Bush’s principles are certainly not those of Hoover, who, to cite but two among several major differences, was committed to balancing the budget and was uninterested in using military force to try to reshape the world in the image of the United States. Nor, the deep recession of 2001-2003 notwithstanding, are the critical issues today what they were in 1932.

Yet the basic question facing the electorate is the same in 2004 as it was 72 years ago: Should we continue on a course charted by an ideologue who is unaffected by evidence that his course is wrong, or should we switch to a leader who is willing to let evidence guide his decisions?

The most important difference between President Bush and Senator Kerry is similar to the crucial distinction between Hoover and Roosevelt. Bush, like Hoover, is committed to a worldview he is sure is correct. To such a mind, facts do not matter. If the evidence does not support what he “knows” is true, it is to be ignored. When asked, as he was again in the second presidential debate, to identify a mistake he has made, Bush cannot do it. The reason is that Bush, like Hoover, begins with certainty and so cannot conceive of being wrong.
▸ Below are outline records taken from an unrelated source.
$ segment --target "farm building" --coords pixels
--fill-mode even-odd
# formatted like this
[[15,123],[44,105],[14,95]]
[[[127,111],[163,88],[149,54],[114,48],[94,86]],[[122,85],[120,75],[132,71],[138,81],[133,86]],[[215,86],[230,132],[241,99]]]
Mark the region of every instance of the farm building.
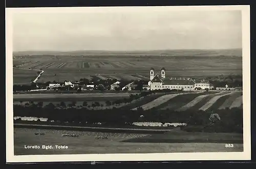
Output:
[[205,81],[204,79],[202,80],[192,80],[195,82],[195,89],[197,89],[198,88],[201,88],[202,90],[205,90],[206,89],[210,89],[213,88],[212,85],[210,85],[208,81]]
[[134,84],[134,82],[132,82],[131,83],[129,83],[128,84],[124,86],[123,88],[122,88],[122,90],[123,91],[125,89],[127,89],[127,90],[131,91],[134,88],[135,88],[137,87],[137,85]]
[[242,90],[243,90],[243,88],[240,87],[236,87],[236,89],[234,89],[234,90],[236,90],[236,91],[241,91]]
[[191,78],[170,78],[165,77],[165,69],[162,68],[161,73],[157,73],[154,75],[154,69],[150,70],[150,81],[148,82],[151,90],[162,89],[176,89],[185,91],[191,91],[201,89],[210,89],[212,86],[208,82],[204,80],[194,80]]
[[65,86],[69,86],[72,87],[74,87],[74,84],[71,82],[70,81],[65,81],[64,84]]
[[117,84],[113,83],[110,86],[110,90],[115,90],[116,88],[118,88],[119,86]]

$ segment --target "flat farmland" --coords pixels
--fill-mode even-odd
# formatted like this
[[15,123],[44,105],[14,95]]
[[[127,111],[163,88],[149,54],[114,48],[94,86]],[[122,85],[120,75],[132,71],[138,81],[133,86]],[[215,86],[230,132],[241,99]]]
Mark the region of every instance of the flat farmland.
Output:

FDR famously said in 1932, “It is common sense to take a method and try it. If it fails, admit it frankly and try another.” Hoover’s approach, on the other hand, was to take a method that he “knew” to be correct and try it. If it failed, he would deny its failure and try it again. And again and again. Hoover, for instance, “knew” that a balanced budget was necessary to restore confidence, so he cut spending when the stimulus of federal spending was desperately needed. Bush takes the same approach.

The current president’s father was criticized for not having what he termed “the vision thing.” The son’s problem is just the opposite. He has such a Vision that it blinds his vision. People such as Hoover and the younger Bush cannot see the trees for the forest. Their unwavering adherence to their ideal of the ways things ought to be prevents them from seeing the way things are.
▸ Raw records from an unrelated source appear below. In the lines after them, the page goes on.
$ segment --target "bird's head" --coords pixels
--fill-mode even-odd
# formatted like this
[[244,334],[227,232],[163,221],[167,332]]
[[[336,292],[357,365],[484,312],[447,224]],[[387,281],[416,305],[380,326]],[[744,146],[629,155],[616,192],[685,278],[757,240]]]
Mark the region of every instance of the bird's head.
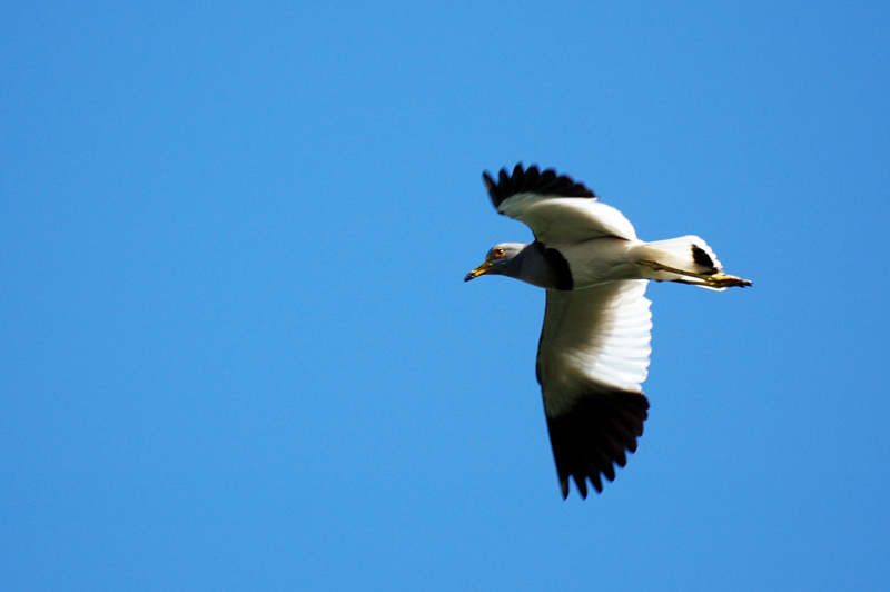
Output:
[[516,257],[526,246],[527,245],[522,245],[520,243],[501,243],[500,245],[495,245],[485,256],[485,263],[469,272],[466,277],[464,277],[464,282],[469,282],[485,274],[516,277],[518,272],[516,265],[518,260]]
Emerson’s famous maxim about consistency is often repeated without its key term. The sage of Concord wrote not that consistency itself is foolish, but that “a foolish consistency is the hobgoblin of little minds, adored by little statesmen . . . .”
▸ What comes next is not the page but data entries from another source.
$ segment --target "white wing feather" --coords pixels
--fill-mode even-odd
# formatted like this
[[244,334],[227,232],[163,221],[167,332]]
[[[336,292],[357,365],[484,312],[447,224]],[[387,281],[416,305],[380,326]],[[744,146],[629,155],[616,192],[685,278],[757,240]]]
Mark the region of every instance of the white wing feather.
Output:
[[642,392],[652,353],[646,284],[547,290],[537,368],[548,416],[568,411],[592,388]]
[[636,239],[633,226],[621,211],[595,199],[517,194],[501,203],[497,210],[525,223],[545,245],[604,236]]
Staying the course is fine when you’re on the right course. Then positive terms are used to describe a leader’s unchangeable character: consistent, tenacious, unshakable, steadfast. But when someone insists on maintaining policies that fail, the terms used to portray his inflexible nature become negative: stubborn, obstinate, pigheaded. Such a person matches Emerson’s characterization of a little statesman.

Our strategy is succeeding in Iraq, President Bush keeps repeating. That sounds like Hoover repeating, as the Depression deepened, that prosperity was just around the corner. Indeed, Bush is saying almost the same thing about prosperity as well.

Archie Bunker used to sing, “Mister, we could use a man like Herbert Hoover again.” If the Kerry campaign can get voters to see that we now have a man like Herbert Hoover again, the Republicans’ bet on consistency will lose them the pot in the biggest electoral game since Hoover’s defeat.

Robert S. McElvaine, a writer for History News Service, is a professor of history at Millsaps College and the author of "The Great Depression."